Beth Black comes to the festival this year with an occasionally painfully truthful account of her struggles with gender confusion, lesbianism and trans-sexual surgery. But more than that, it's also a touchingly close and friendly account of her bitter sweet life. Covering in graphic detail the pains she went through, including abortions and suicide attempts, no subject is too taboo for the show, but, along with a refreshingly cavalier attitude to taste and decency, there is a lot of hope injected into the harrowing accounts of loneliness and depression.

The downside of all this is that while the show is broad and funny, it feels a tad fast-paced and, despite the honesty on display, there are a thousand questions the audience are left with. That aside, this is a great piece of self-deprecating humour and a story that is likely to have few parallels, and is certainly a one-of-a-kind show.

Graeme Strachan

The Idiot Colony
RedCape Theatre
Pleasance Dome, King Dome
****

Three women in clinical white enter the stage with their hair combed forward over their faces. While the character in the centre may be called Joy ('as in happiness', she explains) these three women have been brought to this place through suffering. Set in the 1950s inside the hair salon of a psychiatric institute, the women are handed pills they have no choice but to swallow and regimented to bed by loud bells. As the piece unfolds we hear of Joy's extra-marital affair with a black American GI and Mary's childhood of abuse by her piano teacher. The programme tells us that, under the 1913 Mental Deficiency Act, a woman deemed to have an irremediable 'moral deficiency' coupled with a 'criminal or vicious propensity' could, with the signature of two GPs (not psychiatrists) and a relative, be 'confined indefinitely'. And in situations where women posed a social embarrassment this legislation was conveniently manipulated. Subsequently these women have spent their entire adulthood deemed mentally unhealthy and locked away.
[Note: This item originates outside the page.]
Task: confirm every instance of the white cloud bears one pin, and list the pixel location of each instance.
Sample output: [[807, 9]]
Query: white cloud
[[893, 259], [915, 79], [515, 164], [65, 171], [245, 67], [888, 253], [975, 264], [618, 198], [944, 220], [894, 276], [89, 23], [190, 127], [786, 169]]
RedCape Theatre paint a haunting picture of these vulnerable women, bathed by unforgiving nurses with rough hands, 'shhh-d' by their fellow inmates when their story gets too painful and questioned by dispassionate doctors who really don't want to listen. Told with beauty and with poignancy, even the lighting creates a lasting impression. However be warned that the pieces performed downstage and on the floor are increasingly difficult to see due to the audience raking and therefore end up being for the viewing pleasure of the front two rows only. This is a fascinating piece with perfect performers but queue early and sit at the front if you wish to see the whole thing.

Cecily Boys

Aurora Borealis
Dance Base and Lazzi Experimental Arts Unit
Dance Base
**(*)

On a transcontinental flight over the Arctic Circle, David W. W Johnstone had an unforgettable experience of the Northern Lights which he attempts to share with audiences. Unfortunately, his 35 minute attempt to re-create the response to the phenomenon is eminently forgettable.

Johnstone's company, Lazzi, is billed as 'experimental' arts, but it's difficult to see what might be the experiment in this piece of theatre. Three performers run through an acting-by numbers version of sadness, despair, self-doubt ('I don't like how I look in a mirror') and on to wonder and happiness. It's a bit like a modern version of one of those 18th century acting handbooks with pictures of statues illustrating different emotional states. Suddenly, they all like themselves, appreciate their reflection and try to include the audience.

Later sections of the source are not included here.